Новые шаблоны DLE 10 на dlepro.ru

Sosialisasi Lembaga Sensor Film (LSF) di daerah berlanjut di Kota Kendari, Sulawesi Selatan. Minimal setahun ada 12 daerah yang akan menjadi ajang diskusi LSF dengan masyarakat.

“Semua daerah di Indonesia seharusnya kami sambangi dalam upaya membangun kesamaan persepsi fungsi film dan tugas LSF. Tetapi, ini semua tergantung kesiapan anggaran yang ada,”  kata Ketua LSF, Ahmad Yani Basuki kepada tabloidkabarfilm.com di Kendari, Sulawesi Selatan, Selasa (24/5/2016).

Menurut Ahmad Yani, LSF merupakan produk Undang-Undang untuk melindungi masyarakat dari pemahaman yang salah dan membahayakan dari film dan produk turunananya.

“LSF tetap berada di tengah antara dua kepentingan masyarakat, baik yang pro maupun kontra terhadap sensor,” katanya.

Sikap pro dan kontra terhadap LSF bukan hal baru, namun harus tetap diupayakan agar tidak terjadi kegaduhan. 

“Penonton dan pembuat film harus bisa sama-sama memahami tentang peran film dan tugas LSF, agar tidak muncul kegaduhan akibat dari sebuah film.

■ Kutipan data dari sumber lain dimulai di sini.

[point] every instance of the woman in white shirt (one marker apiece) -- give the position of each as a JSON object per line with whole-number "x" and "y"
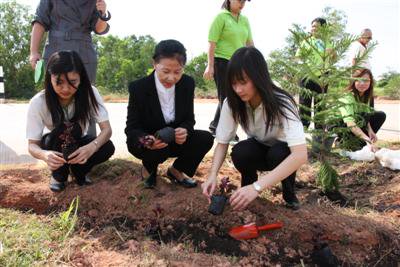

Dalam hal ini, LSF berkepentingan menjaga konteks dan konten film,” jelas Ahmad Yani.

 

Film festival tak perlu sensor

Terkait kemenangan sejumlah film Indonesia yang tidak melalui proses sensor di LSF dan menang di festival luar negeri, menurut Ahmad Yani hal itu merupakan sistem yang diberlakukan di luar negeri.

“Tetapi, ketika film pemenang festival itu mau diputar di tempat umum di Indonesia, tetap harus disensor LSF. Karena Undang-Undang mengatur seperti itu. Sebagai warga negara, menaati Undang-Undang kan juga sebuah kebanggaan,” katanya.

Dia mencontohkan film Siti, yang menang di festival luar negeri. “Film Siti ketika disertakan ke festival di luar negeri memang tidak disensor. Tetapi, ketika mau diputar di bioskop Indonesia ya harus lewat LSF,” ujarnya.

LSF sedang mempersiapkan kegiatan diskusi sebagai bagian sosialisasi di kota Kendari, Sulawesi Selatan pada Rabu (25/5/2016) pagi. Acara dijadwalkan di Hotel Grand Clarion dihadiri sejumlah komunitas dengan narasumber anggota LSF, antaranya Mukhlis PaEni, Syamsul Lussa, dan Ahmad Yani Basuki.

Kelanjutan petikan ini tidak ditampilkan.